Call for states to have no say in PBS

State and local governments labelled impediments to an effective PBS scheme, with calls for it to circumvent jurisdictions

By Brad Gardner

State and local governments continue to be labelled impediments to an effective Performance Based Standards (PBS) scheme, with calls for the program to circumvent jurisdictions.

Responding to the April 2009 review of PBS, the Australian Trucking Association has recommended a single decision making point be established with no additional state-based conditions.

In a letter to the National Transport Commission, ATA Chief Executive St Clair says states must not play a role in PBS if the scheme is to be successful.

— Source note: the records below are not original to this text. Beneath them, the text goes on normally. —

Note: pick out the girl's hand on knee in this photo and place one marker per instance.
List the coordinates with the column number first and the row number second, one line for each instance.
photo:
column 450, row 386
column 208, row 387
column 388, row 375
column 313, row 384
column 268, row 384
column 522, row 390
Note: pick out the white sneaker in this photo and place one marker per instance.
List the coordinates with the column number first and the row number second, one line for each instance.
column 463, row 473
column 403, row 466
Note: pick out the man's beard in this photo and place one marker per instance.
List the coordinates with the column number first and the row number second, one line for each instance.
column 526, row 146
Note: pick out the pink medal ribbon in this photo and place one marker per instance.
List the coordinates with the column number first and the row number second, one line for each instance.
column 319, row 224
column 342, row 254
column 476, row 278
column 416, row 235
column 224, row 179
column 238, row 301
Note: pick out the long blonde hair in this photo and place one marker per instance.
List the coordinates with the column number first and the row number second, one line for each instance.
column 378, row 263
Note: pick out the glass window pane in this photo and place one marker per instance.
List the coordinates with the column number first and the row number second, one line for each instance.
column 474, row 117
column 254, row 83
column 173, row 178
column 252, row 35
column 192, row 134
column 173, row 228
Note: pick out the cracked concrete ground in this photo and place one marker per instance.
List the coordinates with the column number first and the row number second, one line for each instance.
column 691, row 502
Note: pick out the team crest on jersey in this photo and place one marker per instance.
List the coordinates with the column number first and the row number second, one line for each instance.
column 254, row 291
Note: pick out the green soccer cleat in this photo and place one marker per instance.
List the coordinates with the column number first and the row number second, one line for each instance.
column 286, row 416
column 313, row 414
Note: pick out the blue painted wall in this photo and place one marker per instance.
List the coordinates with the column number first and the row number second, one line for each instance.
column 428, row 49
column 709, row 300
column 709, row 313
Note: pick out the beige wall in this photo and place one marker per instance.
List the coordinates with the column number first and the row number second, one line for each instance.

He also accused local governments of granting access based on perception rather than infrastructure dimensions.

"We believe PBS has more potential than is being realised, compounded by the failure of state jurisdictions to map access," St Clair writes.

"Some feedback to us suggests that the pricing and other specific agendas of some road agencies are unhelpful in this respect."

Unless a single decision making point is established, the ATA claims PBS will remain a niche policy rather than an influential access management tool.

The ATA is also pushing for changes to the PBS permit system, advocating a gazette notice system rather than the current method of granting permits on a case-by-case basis.

The peak lobby group has also urged the NTC to scrap a proposal to include B-triples in the PBS review, saying they have already been certified as safe for use.

"When the PBS ruler was run over B-triples they met the relevant standards by either equalling or out-performing the performance of B-doubles against their relative standards," St Clair says.

Citing what it claims are "unreasonable hurdles" in Victoria and NSW, the ATA wants the NTC to focus on protecting existing operational arrangements in Queensland, the Northern Territory and Western Australia.

The NTC has been asked to establish "sensible workable B-triple descriptions and access conditions", which the ATA argues will progress a government directive to achieve greater vehicle access outside road train areas.

The next PBS review is scheduled to take place on July 23, and the ATA says it is committed to improving the scheme.